To solve the problem step by step, we will follow the reasoning presented in the video transcript. ### Step 1: Identify the given parameters - Mass of the particle, \( m = 10^{-3} \, \text{kg} \) - Charge of the particle, \( q = 1.0 \, \text{C} \) - Electric field, \( \hat{E}(t) = E_0 \sin(\omega t) \hat{i} \) where \( E_0 = 1.0 \, \text{N/C} \) and \( \omega = 10^3 \, \text{rad/s} \) ### Step 2: Calculate the force on the particle The force \( F \) acting on the particle due to the electric field is given by: \[ F = q \hat{E}(t) = q E_0 \sin(\omega t) \hat{i} \] Substituting the values: \[ F = 1.0 \cdot 1.0 \sin(10^3 t) \hat{i} = \sin(10^3 t) \hat{i} \, \text{N} \] ### Step 3: Relate force to acceleration According to Newton's second law, \( F = m a \), where \( a \) is the acceleration.
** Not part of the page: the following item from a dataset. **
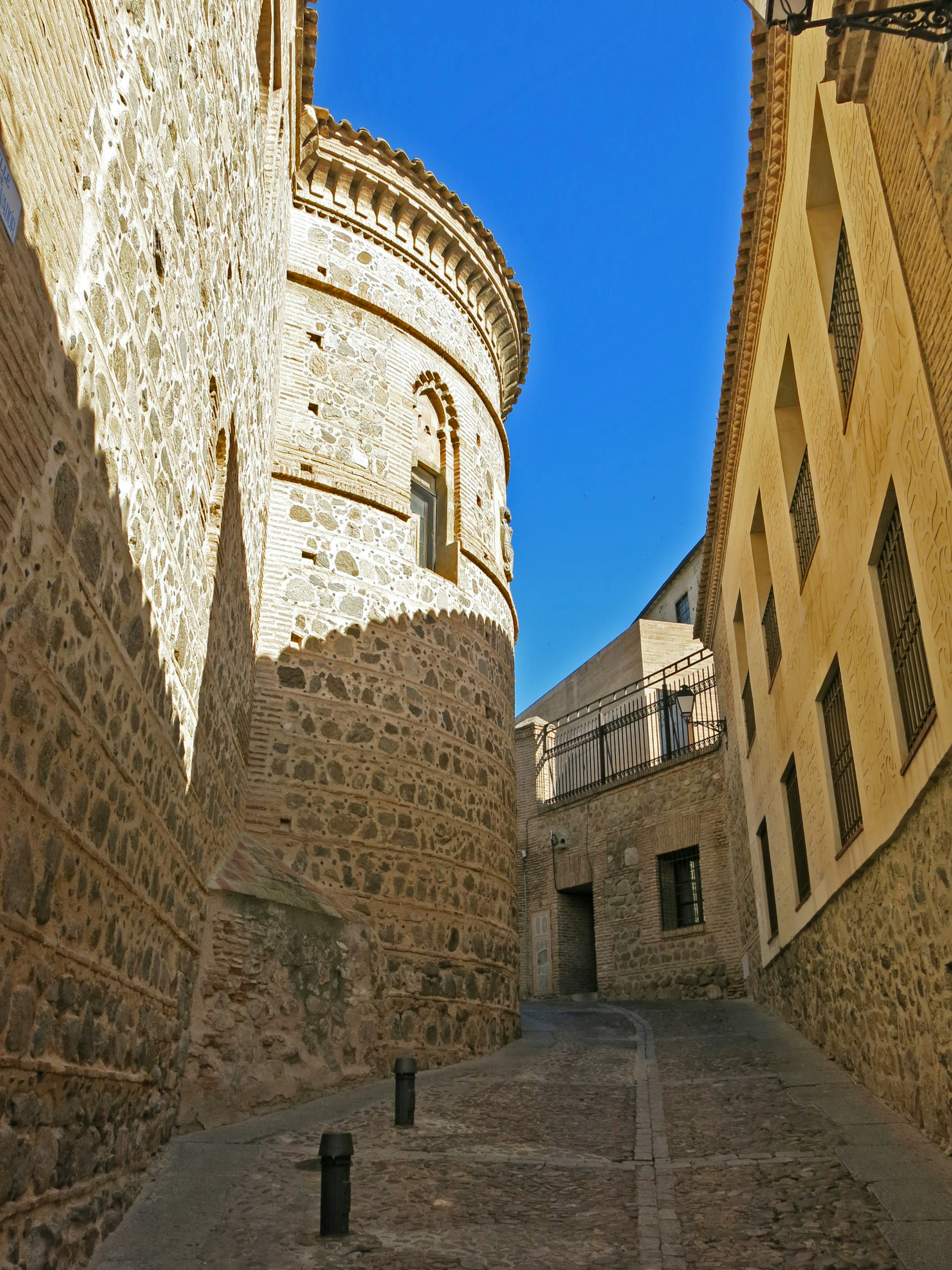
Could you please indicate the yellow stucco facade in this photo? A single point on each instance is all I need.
(887, 440)
(833, 432)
Therefore, we can write: \[ m a = \sin(10^3 t) \] Thus, the acceleration \( a \) is given by: \[ a = \frac{F}{m} = \frac{\sin(10^3 t)}{10^{-3}} = 10^3 \sin(10^3 t) \, \text{m/s}^2 \] ### Step 4: Relate acceleration to velocity Acceleration is the rate of change of velocity: \[ a = \frac{dv}{dt} \] So, we can express this as: \[ \frac{dv}{dt} = 10^3 \sin(10^3 t) \] ### Step 5: Integrate to find velocity To find the velocity \( v \), we integrate the acceleration: \[ dv = 10^3 \sin(10^3 t) dt \] Integrating both sides: \[ v = \int 10^3 \sin(10^3 t) dt \] The integral of \( \sin(kt) \) is \( -\frac{1}{k} \cos(kt) + C \), where \( k = 10^3 \): \[ v = -\frac{10^3}{10^3} \cos(10^3 t) + C = -\cos(10^3 t) + C \] Since the particle is initially at rest (\( v = 0 \) at \( t = 0 \)): \[ 0 = -\cos(0) + C \implies C = 1 \] Thus, the velocity becomes: \[ v(t) = 1 - \cos(10^3 t) \] ### Step 6: Find the maximum velocity The maximum value of \( v(t) \) occurs when \( \cos(10^3 t) \) is at its minimum value, which is -1: \[ v_{\text{max}} = 1 - (-1) = 2 \, \text{m/s} \] ### Conclusion The maximum speed attained by the particle is: \[ \boxed{2 \, \text{m/s}} \]